With GMIBs, a “Benefit Base” is used instead of the account value. This benefit base grows no less slowly than the account value. In fact, it can grow as fast as 7% or so annually for a number of years. Consequently, the amount available to annuitize can be considerably greater than the account value.
Single premium annuities and single premium life contracts are relatively similar, aside from the death benefit level and the taxation of such death benefits.
In annuities, the death benefit design can range from simple to complex. The spectrum of designs might range from (death benefit equaling) account value to the larger of deposit and account value, to the larger of deposit and high water account value at various selected times, to the larger of deposit and annual percentage roll-ups (e.g., 7%) for a number of years. The number of options is as great as the number of creative actuaries.

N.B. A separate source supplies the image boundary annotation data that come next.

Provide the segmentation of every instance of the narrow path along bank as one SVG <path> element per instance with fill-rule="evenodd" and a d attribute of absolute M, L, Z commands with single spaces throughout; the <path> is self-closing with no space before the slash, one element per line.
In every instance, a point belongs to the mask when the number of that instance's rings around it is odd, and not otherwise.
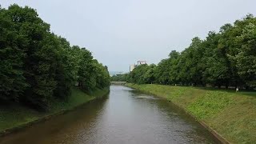
<path fill-rule="evenodd" d="M 0 137 L 38 122 L 49 119 L 52 116 L 75 109 L 86 102 L 103 97 L 109 93 L 109 88 L 98 89 L 90 94 L 87 94 L 78 87 L 74 87 L 67 101 L 52 100 L 50 102 L 53 104 L 48 112 L 38 112 L 31 108 L 17 104 L 1 106 Z"/>
<path fill-rule="evenodd" d="M 152 94 L 111 86 L 105 98 L 0 138 L 1 144 L 218 143 L 182 110 Z"/>
<path fill-rule="evenodd" d="M 179 106 L 232 143 L 256 142 L 256 94 L 191 86 L 126 84 Z"/>

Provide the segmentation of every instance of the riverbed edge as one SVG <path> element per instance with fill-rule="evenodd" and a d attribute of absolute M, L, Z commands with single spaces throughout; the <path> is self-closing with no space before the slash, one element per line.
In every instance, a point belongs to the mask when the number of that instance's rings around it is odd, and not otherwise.
<path fill-rule="evenodd" d="M 231 143 L 230 142 L 229 142 L 226 138 L 225 138 L 222 134 L 220 134 L 219 133 L 218 133 L 216 130 L 214 130 L 213 128 L 211 128 L 210 126 L 209 126 L 205 122 L 198 120 L 194 115 L 193 115 L 191 113 L 190 113 L 188 110 L 186 110 L 184 107 L 179 106 L 178 103 L 175 103 L 170 100 L 168 100 L 166 98 L 161 96 L 161 95 L 157 95 L 155 94 L 150 93 L 149 91 L 146 91 L 146 90 L 142 90 L 134 86 L 131 86 L 133 85 L 132 83 L 126 83 L 125 84 L 125 86 L 126 87 L 130 87 L 132 89 L 135 89 L 138 91 L 141 91 L 142 93 L 146 93 L 146 94 L 152 94 L 154 96 L 158 97 L 158 98 L 162 98 L 166 99 L 166 101 L 172 102 L 174 105 L 175 105 L 177 107 L 180 108 L 181 110 L 182 110 L 184 112 L 186 112 L 187 114 L 189 114 L 190 116 L 191 116 L 194 119 L 195 119 L 201 126 L 202 126 L 205 129 L 206 129 L 214 138 L 216 138 L 220 142 L 224 143 L 224 144 L 230 144 Z"/>
<path fill-rule="evenodd" d="M 107 90 L 106 90 L 106 89 L 103 89 L 102 90 L 102 92 L 100 94 L 101 95 L 97 95 L 95 96 L 94 98 L 86 102 L 83 102 L 80 105 L 78 105 L 78 106 L 75 106 L 72 108 L 70 108 L 70 109 L 66 109 L 66 110 L 62 110 L 60 111 L 58 111 L 58 112 L 55 112 L 55 113 L 52 113 L 52 114 L 46 114 L 45 116 L 42 116 L 42 117 L 40 117 L 35 120 L 33 120 L 33 121 L 30 121 L 30 122 L 28 122 L 26 123 L 22 123 L 21 125 L 18 125 L 18 126 L 15 126 L 14 127 L 11 127 L 11 128 L 8 128 L 8 129 L 6 129 L 6 130 L 1 130 L 0 131 L 0 138 L 2 138 L 2 137 L 5 137 L 5 136 L 7 136 L 9 134 L 14 134 L 14 133 L 16 133 L 16 132 L 18 132 L 18 131 L 21 131 L 26 128 L 28 128 L 29 126 L 32 126 L 32 125 L 34 125 L 34 124 L 37 124 L 37 123 L 39 123 L 39 122 L 46 122 L 54 117 L 56 117 L 58 115 L 61 115 L 61 114 L 66 114 L 70 111 L 73 111 L 86 104 L 88 104 L 88 103 L 90 103 L 90 102 L 95 102 L 98 99 L 101 99 L 101 98 L 105 98 L 105 96 L 106 96 L 109 93 L 110 93 L 110 89 L 107 89 Z"/>

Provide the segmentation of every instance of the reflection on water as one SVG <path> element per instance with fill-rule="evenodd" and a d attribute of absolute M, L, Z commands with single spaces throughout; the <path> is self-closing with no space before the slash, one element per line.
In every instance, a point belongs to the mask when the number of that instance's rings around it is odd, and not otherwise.
<path fill-rule="evenodd" d="M 105 99 L 0 139 L 3 144 L 216 142 L 170 102 L 122 86 L 111 86 Z"/>

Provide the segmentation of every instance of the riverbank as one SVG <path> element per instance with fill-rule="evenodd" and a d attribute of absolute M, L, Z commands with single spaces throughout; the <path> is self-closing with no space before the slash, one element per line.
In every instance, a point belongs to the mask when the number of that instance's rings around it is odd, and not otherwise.
<path fill-rule="evenodd" d="M 0 136 L 26 127 L 39 121 L 71 110 L 81 105 L 99 98 L 109 93 L 109 88 L 96 90 L 88 94 L 78 87 L 72 88 L 70 97 L 66 101 L 53 99 L 47 112 L 38 112 L 21 105 L 8 105 L 0 107 Z"/>
<path fill-rule="evenodd" d="M 126 84 L 166 98 L 231 143 L 256 142 L 256 93 L 192 86 Z"/>

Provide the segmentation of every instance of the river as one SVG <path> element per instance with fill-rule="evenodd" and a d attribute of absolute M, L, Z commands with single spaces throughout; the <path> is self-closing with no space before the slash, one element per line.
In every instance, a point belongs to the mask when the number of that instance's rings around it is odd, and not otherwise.
<path fill-rule="evenodd" d="M 0 138 L 2 144 L 218 143 L 171 102 L 122 86 L 74 111 Z"/>

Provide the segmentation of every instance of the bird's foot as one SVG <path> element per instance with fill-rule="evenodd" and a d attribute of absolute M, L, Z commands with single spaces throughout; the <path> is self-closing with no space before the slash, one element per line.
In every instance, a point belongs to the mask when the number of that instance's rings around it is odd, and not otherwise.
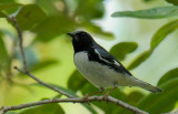
<path fill-rule="evenodd" d="M 107 93 L 102 96 L 102 100 L 107 100 L 108 96 L 109 96 L 109 93 L 110 93 L 110 92 L 107 92 Z"/>
<path fill-rule="evenodd" d="M 88 100 L 89 96 L 90 96 L 90 94 L 86 94 L 86 95 L 83 96 L 83 101 L 85 101 L 87 104 L 90 105 L 90 101 Z"/>

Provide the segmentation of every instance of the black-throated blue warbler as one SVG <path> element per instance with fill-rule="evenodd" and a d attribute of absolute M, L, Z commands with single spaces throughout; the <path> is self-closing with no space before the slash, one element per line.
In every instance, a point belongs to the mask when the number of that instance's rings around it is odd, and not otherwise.
<path fill-rule="evenodd" d="M 106 87 L 140 86 L 152 93 L 161 92 L 161 89 L 136 79 L 125 66 L 92 37 L 85 31 L 68 33 L 72 38 L 75 50 L 75 64 L 78 71 L 95 86 L 103 92 Z M 108 93 L 109 95 L 109 93 Z"/>

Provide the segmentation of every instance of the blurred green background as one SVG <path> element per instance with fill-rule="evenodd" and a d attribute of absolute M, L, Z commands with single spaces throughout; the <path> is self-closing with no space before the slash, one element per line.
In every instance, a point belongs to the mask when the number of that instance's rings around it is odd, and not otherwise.
<path fill-rule="evenodd" d="M 65 97 L 39 86 L 12 68 L 22 69 L 18 35 L 9 21 L 16 17 L 23 32 L 30 72 L 40 80 L 83 96 L 98 89 L 76 70 L 70 38 L 85 30 L 136 77 L 162 93 L 119 87 L 111 96 L 151 114 L 178 107 L 177 0 L 0 0 L 0 106 Z M 49 104 L 7 114 L 131 114 L 107 103 Z"/>

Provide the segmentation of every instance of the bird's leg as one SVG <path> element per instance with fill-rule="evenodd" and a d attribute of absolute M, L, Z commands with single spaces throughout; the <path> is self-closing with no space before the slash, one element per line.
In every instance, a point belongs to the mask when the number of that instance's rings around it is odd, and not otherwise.
<path fill-rule="evenodd" d="M 109 91 L 102 96 L 102 99 L 106 100 L 106 99 L 109 96 L 109 94 L 110 94 L 111 92 L 113 92 L 117 87 L 118 87 L 118 83 L 115 83 L 115 84 L 113 84 L 113 87 L 112 87 L 111 90 L 109 90 Z"/>
<path fill-rule="evenodd" d="M 105 91 L 105 89 L 103 89 L 103 87 L 100 87 L 100 89 L 99 89 L 99 92 L 88 93 L 88 94 L 85 95 L 83 99 L 85 99 L 85 100 L 88 100 L 89 96 L 96 95 L 96 94 L 101 94 L 103 91 Z"/>

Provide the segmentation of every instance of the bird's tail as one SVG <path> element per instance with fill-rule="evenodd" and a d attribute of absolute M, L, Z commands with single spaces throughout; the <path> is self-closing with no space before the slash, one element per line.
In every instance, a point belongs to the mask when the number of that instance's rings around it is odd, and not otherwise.
<path fill-rule="evenodd" d="M 161 89 L 157 87 L 157 86 L 154 86 L 147 82 L 144 82 L 144 81 L 140 81 L 137 79 L 137 83 L 136 83 L 136 86 L 140 86 L 147 91 L 150 91 L 152 93 L 159 93 L 159 92 L 162 92 Z"/>

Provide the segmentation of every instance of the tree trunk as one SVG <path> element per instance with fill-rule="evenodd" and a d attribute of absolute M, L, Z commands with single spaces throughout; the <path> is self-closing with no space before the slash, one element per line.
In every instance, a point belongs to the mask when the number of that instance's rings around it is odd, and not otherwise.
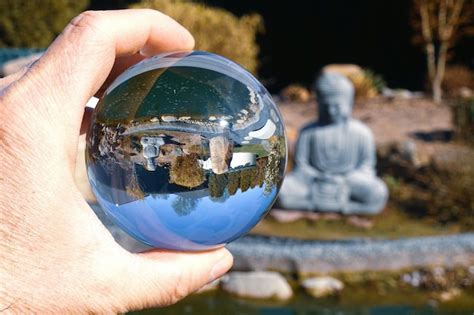
<path fill-rule="evenodd" d="M 442 42 L 439 47 L 438 62 L 436 64 L 436 74 L 434 77 L 432 89 L 433 89 L 433 100 L 436 103 L 440 103 L 443 97 L 443 90 L 441 89 L 441 83 L 443 83 L 444 71 L 446 68 L 446 57 L 448 54 L 448 43 Z"/>

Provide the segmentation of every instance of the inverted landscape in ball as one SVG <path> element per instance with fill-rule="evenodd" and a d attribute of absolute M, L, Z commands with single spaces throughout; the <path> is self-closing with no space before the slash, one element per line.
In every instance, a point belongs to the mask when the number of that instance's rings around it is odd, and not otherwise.
<path fill-rule="evenodd" d="M 286 164 L 284 126 L 246 70 L 202 52 L 131 67 L 98 103 L 89 180 L 110 218 L 153 247 L 205 250 L 271 208 Z"/>

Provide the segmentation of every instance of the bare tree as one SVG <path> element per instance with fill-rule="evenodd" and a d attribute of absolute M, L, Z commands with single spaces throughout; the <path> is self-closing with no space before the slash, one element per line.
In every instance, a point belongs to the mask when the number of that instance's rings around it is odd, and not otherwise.
<path fill-rule="evenodd" d="M 428 78 L 436 102 L 442 98 L 441 83 L 448 51 L 456 39 L 468 31 L 465 26 L 472 22 L 472 8 L 472 0 L 414 0 L 413 24 L 418 30 L 415 43 L 424 46 Z"/>

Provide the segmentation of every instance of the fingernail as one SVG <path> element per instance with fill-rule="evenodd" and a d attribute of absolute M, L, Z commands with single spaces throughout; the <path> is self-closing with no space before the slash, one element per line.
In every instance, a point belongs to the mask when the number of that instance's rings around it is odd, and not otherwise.
<path fill-rule="evenodd" d="M 225 254 L 215 265 L 212 267 L 209 274 L 209 282 L 212 282 L 222 277 L 232 267 L 232 256 Z"/>

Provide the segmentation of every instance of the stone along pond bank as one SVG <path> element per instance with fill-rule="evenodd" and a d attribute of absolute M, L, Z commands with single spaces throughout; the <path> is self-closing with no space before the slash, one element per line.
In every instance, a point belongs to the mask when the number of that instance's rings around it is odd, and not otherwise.
<path fill-rule="evenodd" d="M 148 249 L 93 208 L 124 248 Z M 360 297 L 363 303 L 370 292 L 374 301 L 384 295 L 400 301 L 416 297 L 420 303 L 461 299 L 474 309 L 474 233 L 337 241 L 248 235 L 227 248 L 233 270 L 199 293 L 285 302 L 304 292 L 317 299 Z"/>

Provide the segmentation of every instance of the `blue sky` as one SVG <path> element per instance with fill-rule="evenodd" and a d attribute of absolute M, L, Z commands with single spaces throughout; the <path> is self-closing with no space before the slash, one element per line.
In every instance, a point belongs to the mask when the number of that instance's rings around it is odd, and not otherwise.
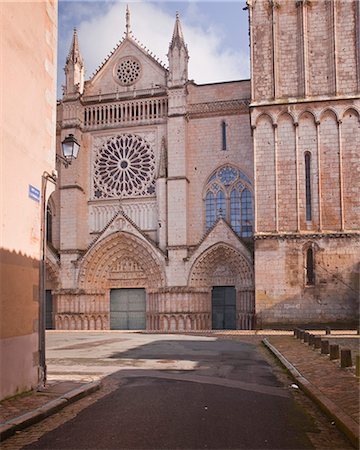
<path fill-rule="evenodd" d="M 58 98 L 73 28 L 79 35 L 86 79 L 117 45 L 129 4 L 134 36 L 167 66 L 167 50 L 178 11 L 188 45 L 189 78 L 212 83 L 249 78 L 248 16 L 234 1 L 59 1 Z"/>

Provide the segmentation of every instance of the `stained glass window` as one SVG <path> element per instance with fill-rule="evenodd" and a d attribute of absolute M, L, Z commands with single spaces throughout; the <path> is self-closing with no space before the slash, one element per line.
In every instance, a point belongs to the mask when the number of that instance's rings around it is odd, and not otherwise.
<path fill-rule="evenodd" d="M 232 166 L 218 169 L 208 181 L 205 195 L 206 229 L 220 217 L 241 237 L 253 233 L 253 201 L 248 176 Z"/>
<path fill-rule="evenodd" d="M 230 194 L 230 224 L 235 233 L 240 234 L 240 192 L 237 189 Z"/>
<path fill-rule="evenodd" d="M 306 220 L 311 220 L 311 155 L 305 153 Z"/>
<path fill-rule="evenodd" d="M 241 194 L 241 236 L 252 235 L 253 210 L 252 198 L 249 189 L 244 189 Z"/>
<path fill-rule="evenodd" d="M 206 208 L 206 229 L 212 227 L 216 220 L 215 214 L 215 197 L 212 192 L 208 192 L 205 198 Z"/>

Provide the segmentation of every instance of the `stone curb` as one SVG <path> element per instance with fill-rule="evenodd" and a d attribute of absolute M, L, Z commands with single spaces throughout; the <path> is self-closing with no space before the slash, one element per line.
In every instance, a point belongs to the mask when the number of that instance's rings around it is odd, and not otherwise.
<path fill-rule="evenodd" d="M 262 342 L 289 371 L 292 378 L 302 390 L 336 423 L 337 427 L 347 436 L 351 444 L 355 448 L 359 448 L 359 424 L 301 375 L 301 373 L 279 352 L 279 350 L 271 345 L 266 338 L 263 339 Z"/>
<path fill-rule="evenodd" d="M 15 417 L 15 419 L 8 420 L 0 424 L 0 442 L 3 442 L 5 439 L 13 436 L 17 431 L 23 430 L 35 423 L 40 422 L 41 420 L 49 417 L 50 415 L 60 411 L 66 405 L 75 402 L 76 400 L 80 400 L 82 397 L 85 397 L 92 392 L 100 389 L 101 382 L 93 381 L 91 383 L 87 383 L 83 386 L 80 386 L 72 391 L 67 392 L 66 394 L 61 395 L 55 400 L 51 400 L 45 405 L 40 406 L 39 408 L 34 409 L 33 411 L 29 411 L 19 417 Z"/>

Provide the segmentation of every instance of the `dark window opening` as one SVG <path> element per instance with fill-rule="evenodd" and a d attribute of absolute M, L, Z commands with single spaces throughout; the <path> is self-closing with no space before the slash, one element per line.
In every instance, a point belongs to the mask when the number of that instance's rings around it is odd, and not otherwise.
<path fill-rule="evenodd" d="M 222 137 L 222 149 L 226 150 L 226 122 L 221 122 L 221 137 Z"/>
<path fill-rule="evenodd" d="M 52 243 L 52 212 L 49 206 L 46 208 L 46 241 Z"/>
<path fill-rule="evenodd" d="M 311 155 L 305 153 L 306 220 L 311 220 Z"/>
<path fill-rule="evenodd" d="M 306 251 L 306 284 L 308 286 L 315 284 L 314 252 L 311 247 Z"/>

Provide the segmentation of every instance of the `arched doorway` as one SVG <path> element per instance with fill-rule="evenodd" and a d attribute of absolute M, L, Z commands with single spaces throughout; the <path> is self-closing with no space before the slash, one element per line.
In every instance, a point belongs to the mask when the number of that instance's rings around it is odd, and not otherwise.
<path fill-rule="evenodd" d="M 249 255 L 215 244 L 196 259 L 189 283 L 208 288 L 213 329 L 253 328 L 254 271 Z"/>
<path fill-rule="evenodd" d="M 158 253 L 139 237 L 119 231 L 98 242 L 85 256 L 79 271 L 82 298 L 91 302 L 97 295 L 108 328 L 149 328 L 148 290 L 165 284 Z"/>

All these designs need to be appropriately modified should withdrawals occur. In any event, when death occurs, the proceeds are taxable to the extent of gain in the contract, at the decedent’s marginal income tax rate.
In contrast, the life insurance death benefit is most typically some specified amount, possibly adjusted upward for Internal Revenue Code Section 7702 compliance reasons. (The risk amounts are higher than those in annuities, and consequently so are the charges to cover the risk amounts.) However, upon death the proceeds are received income-tax free.
In the 1980s, when tax law was somewhat more favorable, using single premium life contracts for income purposes was incredibly popular.
One can’t restore such distribution tax treatment. However, the use of GMIBs in variable life insurance plans would appear to address a key concern, which is what happens to the income stream in down markets. After all, that’s where the discussion started, albeit for annuities. Further, the pre-distribution death benefit should be viewed as insuring the payment stream. That’s because the benefits could be viewed or designed as a present value of the distribution stream.
Certain differences between life and annuity GMIBs do need to be reflected in the design. Most importantly, the costs of insurance are higher in the life contract designs. This may therefore impact certain variables such as the permitted annual increase in the GMIB benefit base and simply the amount of the GMIB charge. Creative ways of charging the cost of insurance can lessen the cost impact.
Prospects for GMIB annuity sales remain strong, and sales opportunities arising from the Pension Protection Act’s favorable treatment of long term care riders promise to accelerate them further. Life sales with GMIB, and possibly with GMIB-LTC features, promise should result in strong growth on the life side as well.